National Transitional Council (NTC) leaders have reiterated in the past week that they want to avoid civilian bloodshed by giving the leaders of Sirte a chance to surrender. The residents of the city include members of Qaddafi’s tribe, and members of the elite Khamis Brigade, a military force commanded by Qaddafi’s son, are holding the city.
Qaddafi is still at large, though his wife and three of his adult children fled to Algeria yesterday, according to the Algerian Foreign Ministry. Libyans and outside observers have expressed concern that so long as Qaddafi remains at large, his loyalists are susceptible to striking back against the rebels and challenging their claims of sovereignty.

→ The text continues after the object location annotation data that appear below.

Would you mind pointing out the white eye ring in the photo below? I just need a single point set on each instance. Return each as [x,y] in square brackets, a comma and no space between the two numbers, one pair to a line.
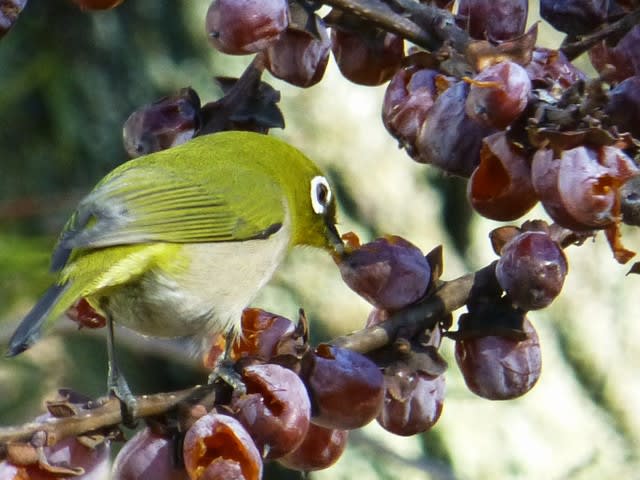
[320,194]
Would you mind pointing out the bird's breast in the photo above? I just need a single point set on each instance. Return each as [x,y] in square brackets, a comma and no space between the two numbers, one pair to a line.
[206,293]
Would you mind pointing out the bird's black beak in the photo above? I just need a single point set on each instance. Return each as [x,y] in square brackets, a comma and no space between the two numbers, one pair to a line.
[335,241]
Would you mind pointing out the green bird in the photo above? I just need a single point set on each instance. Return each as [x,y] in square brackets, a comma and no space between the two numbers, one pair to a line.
[177,243]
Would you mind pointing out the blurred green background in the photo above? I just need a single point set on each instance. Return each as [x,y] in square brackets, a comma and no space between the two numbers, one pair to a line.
[69,79]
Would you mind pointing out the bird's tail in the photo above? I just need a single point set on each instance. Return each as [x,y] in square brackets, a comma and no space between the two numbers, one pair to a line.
[29,330]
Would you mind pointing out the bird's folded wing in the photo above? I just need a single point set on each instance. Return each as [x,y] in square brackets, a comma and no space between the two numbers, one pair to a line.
[154,203]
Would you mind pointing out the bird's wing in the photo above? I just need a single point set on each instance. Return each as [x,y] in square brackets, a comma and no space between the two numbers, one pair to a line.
[148,202]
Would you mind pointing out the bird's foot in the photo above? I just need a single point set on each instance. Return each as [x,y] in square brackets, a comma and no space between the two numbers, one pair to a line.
[226,372]
[119,388]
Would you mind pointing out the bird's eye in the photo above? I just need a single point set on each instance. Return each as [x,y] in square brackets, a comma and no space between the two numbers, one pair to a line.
[320,194]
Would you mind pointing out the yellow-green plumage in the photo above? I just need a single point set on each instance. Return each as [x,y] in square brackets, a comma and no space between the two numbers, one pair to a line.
[178,242]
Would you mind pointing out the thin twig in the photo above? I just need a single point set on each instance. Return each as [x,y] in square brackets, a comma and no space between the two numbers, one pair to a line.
[622,26]
[381,15]
[424,315]
[106,414]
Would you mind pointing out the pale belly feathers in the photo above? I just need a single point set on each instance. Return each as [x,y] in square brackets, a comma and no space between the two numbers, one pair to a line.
[205,298]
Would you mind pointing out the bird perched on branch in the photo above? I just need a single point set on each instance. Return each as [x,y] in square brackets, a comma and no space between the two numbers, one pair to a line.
[178,242]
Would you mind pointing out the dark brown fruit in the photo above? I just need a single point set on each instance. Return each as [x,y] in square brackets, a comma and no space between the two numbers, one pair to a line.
[389,272]
[148,455]
[218,447]
[240,27]
[449,139]
[500,368]
[298,57]
[498,94]
[500,187]
[367,58]
[321,448]
[337,377]
[276,409]
[493,19]
[532,269]
[412,403]
[407,99]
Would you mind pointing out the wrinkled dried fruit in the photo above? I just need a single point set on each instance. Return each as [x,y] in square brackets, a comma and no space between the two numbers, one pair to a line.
[407,99]
[389,272]
[163,124]
[581,189]
[298,57]
[532,269]
[320,449]
[498,94]
[500,188]
[240,27]
[337,377]
[550,67]
[449,139]
[500,368]
[276,409]
[367,59]
[493,19]
[148,455]
[218,447]
[264,335]
[412,403]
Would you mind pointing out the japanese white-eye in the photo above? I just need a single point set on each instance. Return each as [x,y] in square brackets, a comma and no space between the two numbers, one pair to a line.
[178,242]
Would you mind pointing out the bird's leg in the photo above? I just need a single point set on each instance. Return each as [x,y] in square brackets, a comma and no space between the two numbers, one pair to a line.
[116,383]
[225,369]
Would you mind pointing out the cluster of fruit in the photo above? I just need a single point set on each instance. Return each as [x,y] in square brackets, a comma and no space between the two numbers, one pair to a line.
[521,122]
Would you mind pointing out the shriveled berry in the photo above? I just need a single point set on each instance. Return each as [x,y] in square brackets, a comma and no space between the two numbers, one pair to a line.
[575,17]
[298,57]
[449,139]
[624,106]
[70,453]
[148,455]
[369,58]
[240,27]
[412,403]
[581,189]
[336,377]
[264,335]
[321,448]
[500,187]
[549,67]
[163,124]
[218,447]
[623,56]
[407,99]
[389,272]
[493,19]
[498,94]
[500,368]
[532,269]
[276,409]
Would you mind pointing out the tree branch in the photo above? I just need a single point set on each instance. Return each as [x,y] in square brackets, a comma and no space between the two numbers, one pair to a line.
[622,26]
[104,414]
[381,15]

“But even if we liberate Sirte we are still looking for the head of the snake (Muammar Qaddafi),” says fighter Mohamed Salimi, who normally works at a paint factory.
The rebel fighters are sending scouting parties ahead, and have gone as far as the Red Valley, where they were less than five miles away from Qaddafi’s forces, they say.
But to avoid getting hit by NATO air strikes, they are holding the main line at this intersection on the coastal highway, says Khaled El Maghrabi, leader of the Benghazi Martyrs Brigade. Yards away were three burned and twisted hulks of vehicles the rebels said NATO had bombed Sunday. One, the remnants of a truck with an anti-aircraft gun mounted on the back, was still smoking.